B. Cap and trade-I believe this area has not an acceptable model of the climate yet to take such drastic measures as to take down on purpose, our economy further and again, in the middle of a depression. I understand the sciences now indicate not a Global Warming but instead a Global Cooling. Is that not proof enough that Congress has no justification of making such massive and ill-considered changes in the structure of our economy at such a dangerous time in our economy?
And again Congress seems to take on the demand side and not the supply side of solutions which appear to be so intuitive. For instance, where is the fast track approval system for nuclear energy production? Where is the increased funding for research into clean coal burning technology or sequestration? Where has allowing the harvesting of federal timber been cleared rather than letting it build and build until it is finally so overgrown that it enables wildfires to take place?
Again in this area, I see Congress as listening to special interests rather than doing well thought-out work to address the needs of the people.
C. America has a problem in the economy. This is an emergency now and nothing should be done by Congress other than to work in this area with intelligence and far-sightedness, other than to provide for the common defenses.
Here the issues are multifaceted;
At issue here are; credit availability, government crowding out the demands of the private sectors for available credit due to massive deficit funding needs, the failure of the Stimulus program to be immediate and well-thought out in terms of targets for stimulating our economy. Is it really a stimulus to target unemployment insurance or is that a reactive solution? Is it really stimulus to fund the Detroit public schools for I believe it was $570 million even though they had a $60 million probable fraud unaccounted for, plus a complete failure in doing its function which was I thought to educate and not fund teachers and administrators? Education is important so why didn’t this money go for a more proven model of an effective school system? However, I do think this is not fairly called an economic stimulus measure.

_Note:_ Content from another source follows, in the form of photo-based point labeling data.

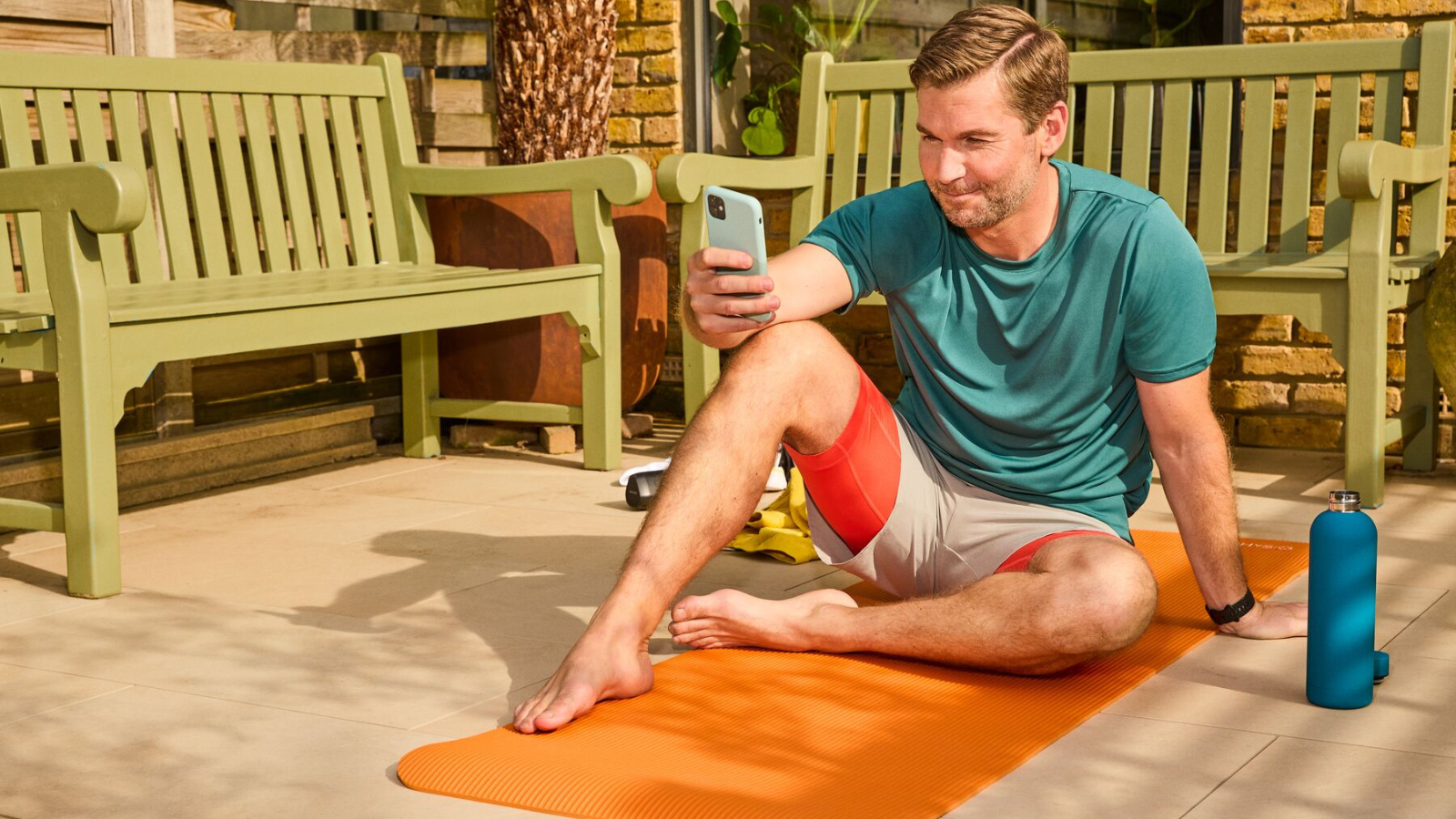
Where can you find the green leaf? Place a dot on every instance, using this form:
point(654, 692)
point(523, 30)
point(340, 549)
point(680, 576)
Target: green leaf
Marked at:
point(725, 57)
point(763, 136)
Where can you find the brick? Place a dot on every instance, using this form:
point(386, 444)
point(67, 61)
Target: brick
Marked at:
point(662, 130)
point(1404, 7)
point(1266, 360)
point(1249, 395)
point(1293, 11)
point(623, 130)
point(1290, 431)
point(877, 349)
point(558, 439)
point(647, 40)
point(1356, 31)
point(637, 424)
point(659, 11)
point(1269, 34)
point(1256, 329)
point(645, 99)
point(625, 70)
point(477, 436)
point(660, 69)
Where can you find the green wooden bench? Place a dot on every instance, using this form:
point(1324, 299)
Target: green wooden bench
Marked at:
point(1128, 96)
point(169, 208)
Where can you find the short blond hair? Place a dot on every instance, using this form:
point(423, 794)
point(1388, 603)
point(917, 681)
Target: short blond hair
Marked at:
point(1030, 58)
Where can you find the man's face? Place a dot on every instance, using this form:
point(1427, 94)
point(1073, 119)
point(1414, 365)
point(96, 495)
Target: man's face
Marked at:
point(976, 153)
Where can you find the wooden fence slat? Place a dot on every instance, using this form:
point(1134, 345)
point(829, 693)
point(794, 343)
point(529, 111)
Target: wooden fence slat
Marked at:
point(325, 186)
point(1299, 145)
point(1256, 165)
point(296, 182)
point(240, 220)
point(1172, 164)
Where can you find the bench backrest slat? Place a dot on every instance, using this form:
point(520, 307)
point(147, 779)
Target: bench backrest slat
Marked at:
point(1299, 146)
point(254, 169)
point(376, 171)
point(1256, 165)
point(1138, 133)
point(325, 184)
point(1190, 124)
point(240, 220)
point(1213, 178)
point(169, 186)
point(1177, 136)
point(846, 150)
point(296, 182)
point(266, 182)
point(126, 123)
point(1344, 126)
point(201, 178)
point(351, 178)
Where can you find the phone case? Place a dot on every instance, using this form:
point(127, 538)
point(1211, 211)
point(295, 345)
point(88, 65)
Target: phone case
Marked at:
point(740, 229)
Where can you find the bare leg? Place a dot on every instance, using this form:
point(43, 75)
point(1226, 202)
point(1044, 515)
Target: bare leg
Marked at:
point(1082, 598)
point(791, 382)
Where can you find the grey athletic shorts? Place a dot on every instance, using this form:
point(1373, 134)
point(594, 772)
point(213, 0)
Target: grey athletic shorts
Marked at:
point(943, 533)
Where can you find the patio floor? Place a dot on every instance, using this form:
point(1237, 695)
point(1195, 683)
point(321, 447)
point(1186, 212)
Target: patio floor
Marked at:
point(283, 643)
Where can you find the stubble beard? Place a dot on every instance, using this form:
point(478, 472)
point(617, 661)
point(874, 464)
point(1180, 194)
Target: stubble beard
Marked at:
point(997, 201)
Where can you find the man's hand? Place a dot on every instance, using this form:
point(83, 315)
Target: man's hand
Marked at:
point(710, 295)
point(1271, 622)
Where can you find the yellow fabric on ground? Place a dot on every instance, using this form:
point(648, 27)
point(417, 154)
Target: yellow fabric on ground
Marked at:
point(783, 528)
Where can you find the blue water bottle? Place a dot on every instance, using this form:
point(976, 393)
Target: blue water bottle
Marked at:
point(1343, 665)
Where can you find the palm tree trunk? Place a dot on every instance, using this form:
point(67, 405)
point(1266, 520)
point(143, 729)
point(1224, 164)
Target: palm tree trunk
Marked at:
point(553, 77)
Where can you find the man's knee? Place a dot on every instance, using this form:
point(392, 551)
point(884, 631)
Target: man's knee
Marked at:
point(1110, 592)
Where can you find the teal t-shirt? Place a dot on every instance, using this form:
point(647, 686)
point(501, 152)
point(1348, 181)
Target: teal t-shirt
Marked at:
point(1021, 373)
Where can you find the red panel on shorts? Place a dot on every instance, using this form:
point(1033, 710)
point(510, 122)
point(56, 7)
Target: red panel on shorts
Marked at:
point(1021, 559)
point(855, 481)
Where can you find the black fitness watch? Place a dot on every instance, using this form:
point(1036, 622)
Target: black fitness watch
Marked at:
point(1234, 611)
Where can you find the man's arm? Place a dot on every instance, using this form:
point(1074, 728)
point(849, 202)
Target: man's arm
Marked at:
point(1193, 460)
point(804, 283)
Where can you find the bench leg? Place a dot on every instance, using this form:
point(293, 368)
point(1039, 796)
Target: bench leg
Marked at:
point(420, 370)
point(1420, 390)
point(699, 360)
point(89, 470)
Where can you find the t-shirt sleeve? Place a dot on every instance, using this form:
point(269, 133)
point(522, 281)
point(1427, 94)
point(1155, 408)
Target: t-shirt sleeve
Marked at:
point(1171, 322)
point(846, 234)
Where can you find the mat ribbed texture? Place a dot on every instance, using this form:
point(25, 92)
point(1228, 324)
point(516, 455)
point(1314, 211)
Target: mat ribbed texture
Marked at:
point(734, 733)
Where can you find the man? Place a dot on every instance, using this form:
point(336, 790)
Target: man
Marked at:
point(1055, 327)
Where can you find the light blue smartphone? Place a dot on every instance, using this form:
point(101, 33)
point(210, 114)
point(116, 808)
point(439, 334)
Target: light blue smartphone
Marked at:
point(735, 222)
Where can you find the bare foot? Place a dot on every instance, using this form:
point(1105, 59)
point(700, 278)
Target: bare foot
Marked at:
point(592, 672)
point(730, 618)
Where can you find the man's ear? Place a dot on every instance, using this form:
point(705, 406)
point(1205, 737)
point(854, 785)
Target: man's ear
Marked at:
point(1055, 128)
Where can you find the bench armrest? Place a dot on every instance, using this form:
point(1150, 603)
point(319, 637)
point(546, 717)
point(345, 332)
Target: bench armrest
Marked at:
point(622, 178)
point(108, 197)
point(1366, 167)
point(682, 177)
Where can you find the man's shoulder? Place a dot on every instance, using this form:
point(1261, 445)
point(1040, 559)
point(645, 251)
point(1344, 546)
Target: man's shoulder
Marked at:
point(1085, 181)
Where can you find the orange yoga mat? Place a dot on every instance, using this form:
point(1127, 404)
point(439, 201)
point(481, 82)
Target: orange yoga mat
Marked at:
point(734, 733)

Its aim is far more long-sighted and again, I think it demonstrates Congress is reactive to special interests and not sufficiency contemplative of its real mission which was to stimulate the economy.

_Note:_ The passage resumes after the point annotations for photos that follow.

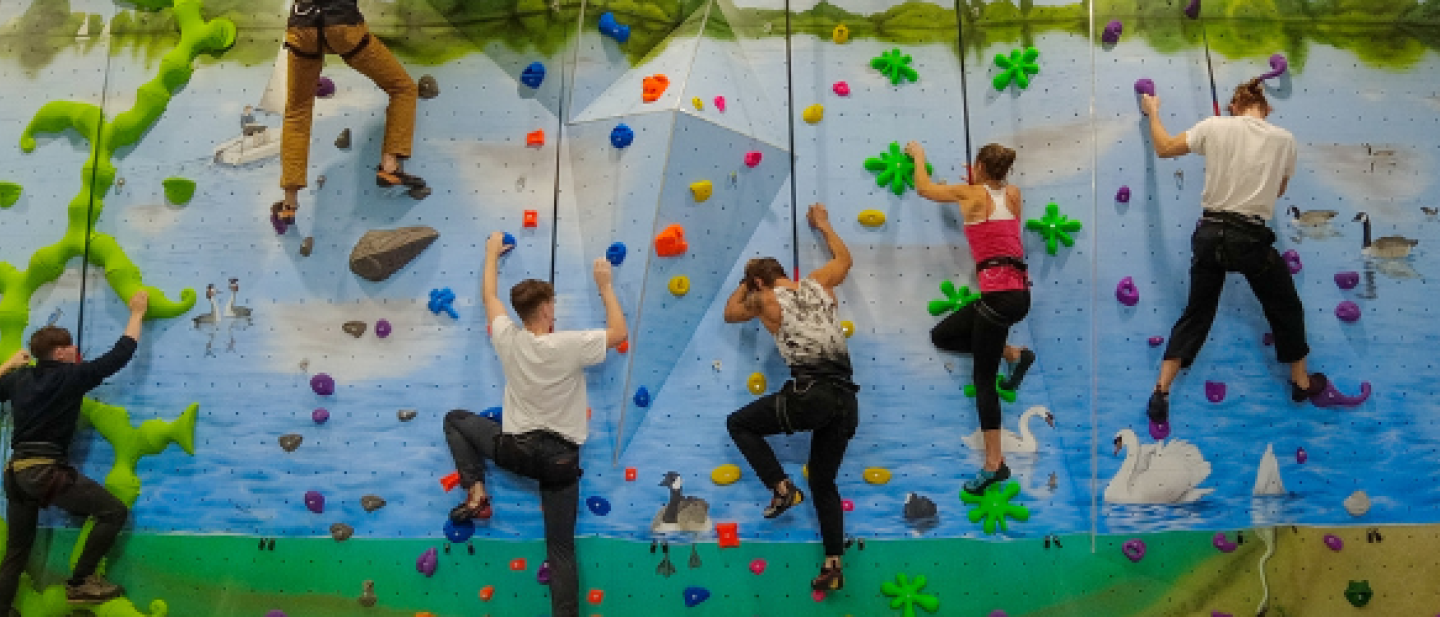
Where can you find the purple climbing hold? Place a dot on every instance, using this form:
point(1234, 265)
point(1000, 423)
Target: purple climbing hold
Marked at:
point(1347, 280)
point(1126, 293)
point(323, 384)
point(425, 564)
point(1348, 312)
point(1112, 32)
point(314, 500)
point(1214, 391)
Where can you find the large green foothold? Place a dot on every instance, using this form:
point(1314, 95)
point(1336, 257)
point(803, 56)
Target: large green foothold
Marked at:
point(9, 193)
point(179, 191)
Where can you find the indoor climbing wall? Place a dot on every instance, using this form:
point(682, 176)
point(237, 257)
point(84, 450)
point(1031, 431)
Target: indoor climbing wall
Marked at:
point(282, 417)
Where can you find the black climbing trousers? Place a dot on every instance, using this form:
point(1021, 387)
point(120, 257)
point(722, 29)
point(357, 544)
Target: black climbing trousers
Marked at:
point(830, 411)
point(30, 489)
point(981, 329)
point(473, 438)
point(1227, 245)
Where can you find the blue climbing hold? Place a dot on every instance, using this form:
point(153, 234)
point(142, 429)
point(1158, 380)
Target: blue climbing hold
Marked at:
point(458, 532)
point(614, 29)
point(533, 75)
point(621, 136)
point(696, 596)
point(599, 506)
point(615, 254)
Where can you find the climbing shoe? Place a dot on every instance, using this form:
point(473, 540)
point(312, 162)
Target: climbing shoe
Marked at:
point(1017, 371)
point(984, 479)
point(784, 502)
point(1318, 382)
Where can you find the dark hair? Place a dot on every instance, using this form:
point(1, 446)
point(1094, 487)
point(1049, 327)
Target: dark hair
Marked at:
point(1249, 94)
point(765, 268)
point(997, 160)
point(529, 294)
point(46, 340)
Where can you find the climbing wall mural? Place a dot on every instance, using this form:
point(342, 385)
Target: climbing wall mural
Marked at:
point(304, 375)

The issues on Main Street are the tightening of credit by banks at the worse time in our economy thus shrinking demand, the unknowns facing small business owners of these large and secretive programs Congress is acting on such as Heath care, Cap and Trade, increased taxes, unmanageable federal deficits and the issues that presents in terms of possible devaluation of the dollar and foreign trade, continued government programs that do not encourage ‘made in America’, a seemingly unending supply of remaking America overnight proposals instead of first, insuring America goes to work, an administration that instead of eliminating special interests merely concentrates on becoming closer to the most parasitic of those special interests such as unions, trial lawyers, teachers, to name a few, and simply on and on.

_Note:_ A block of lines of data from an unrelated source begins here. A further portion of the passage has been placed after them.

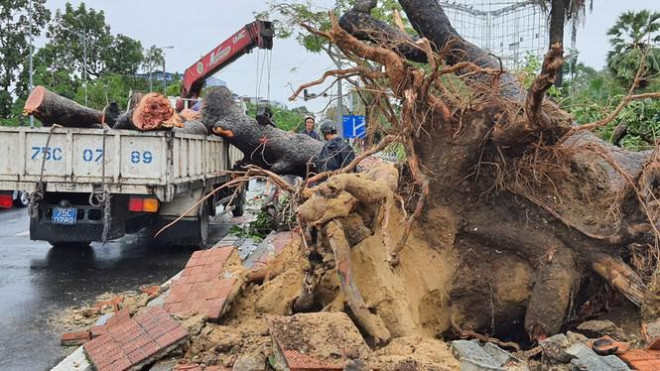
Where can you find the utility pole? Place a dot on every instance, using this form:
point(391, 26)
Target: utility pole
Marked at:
point(340, 110)
point(164, 73)
point(30, 72)
point(83, 37)
point(85, 63)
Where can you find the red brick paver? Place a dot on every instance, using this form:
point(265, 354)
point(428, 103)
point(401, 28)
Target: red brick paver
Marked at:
point(75, 338)
point(134, 342)
point(204, 286)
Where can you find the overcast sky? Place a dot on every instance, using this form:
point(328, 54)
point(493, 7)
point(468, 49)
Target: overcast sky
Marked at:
point(195, 27)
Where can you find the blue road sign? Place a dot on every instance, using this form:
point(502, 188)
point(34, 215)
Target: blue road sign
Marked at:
point(354, 126)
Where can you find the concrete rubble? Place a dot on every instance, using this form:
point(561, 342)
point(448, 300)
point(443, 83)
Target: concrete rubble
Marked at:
point(198, 298)
point(487, 357)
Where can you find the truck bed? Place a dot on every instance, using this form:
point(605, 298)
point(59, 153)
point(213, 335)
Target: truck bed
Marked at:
point(159, 163)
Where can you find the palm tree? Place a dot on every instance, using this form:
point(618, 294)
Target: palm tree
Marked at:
point(560, 12)
point(635, 39)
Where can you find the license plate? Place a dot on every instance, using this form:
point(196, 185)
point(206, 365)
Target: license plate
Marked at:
point(65, 215)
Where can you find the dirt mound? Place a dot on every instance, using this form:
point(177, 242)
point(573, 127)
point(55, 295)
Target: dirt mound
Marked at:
point(414, 353)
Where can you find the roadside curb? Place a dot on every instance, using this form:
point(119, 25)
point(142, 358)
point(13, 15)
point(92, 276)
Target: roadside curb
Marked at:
point(77, 361)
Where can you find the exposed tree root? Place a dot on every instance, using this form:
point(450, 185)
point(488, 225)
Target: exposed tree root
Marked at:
point(370, 322)
point(619, 275)
point(552, 294)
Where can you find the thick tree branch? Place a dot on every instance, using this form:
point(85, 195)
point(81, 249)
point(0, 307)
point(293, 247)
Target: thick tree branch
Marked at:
point(544, 81)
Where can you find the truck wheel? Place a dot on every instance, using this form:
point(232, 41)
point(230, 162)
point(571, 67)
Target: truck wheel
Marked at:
point(204, 224)
point(70, 245)
point(239, 204)
point(22, 199)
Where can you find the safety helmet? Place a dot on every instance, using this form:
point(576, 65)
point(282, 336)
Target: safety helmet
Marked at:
point(328, 127)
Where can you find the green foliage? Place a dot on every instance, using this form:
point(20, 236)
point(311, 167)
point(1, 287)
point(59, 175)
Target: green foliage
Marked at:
point(15, 20)
point(153, 58)
point(284, 118)
point(124, 57)
point(256, 230)
point(635, 38)
point(75, 32)
point(591, 96)
point(112, 61)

We small business people do not see the bottom yet and instead more changes which are part of the equations we use to determine what we should do individually in terms of our business; all very much under laying a Congress and President who address other issues rather than the one that effects us most which is the economy. As the saying goes: “It’s the economy stupid”.
One additional comment please. President Obama is in a perfect position to address for the good of society the broken family structure of America which seems to lay at the core of education failure, decreasing morality, the dignity of jobs rather than subsistence levels of living off the public dole, etc. And in no segment of society is that worse than in the black communities. This was CHANGE we all wanted and needed.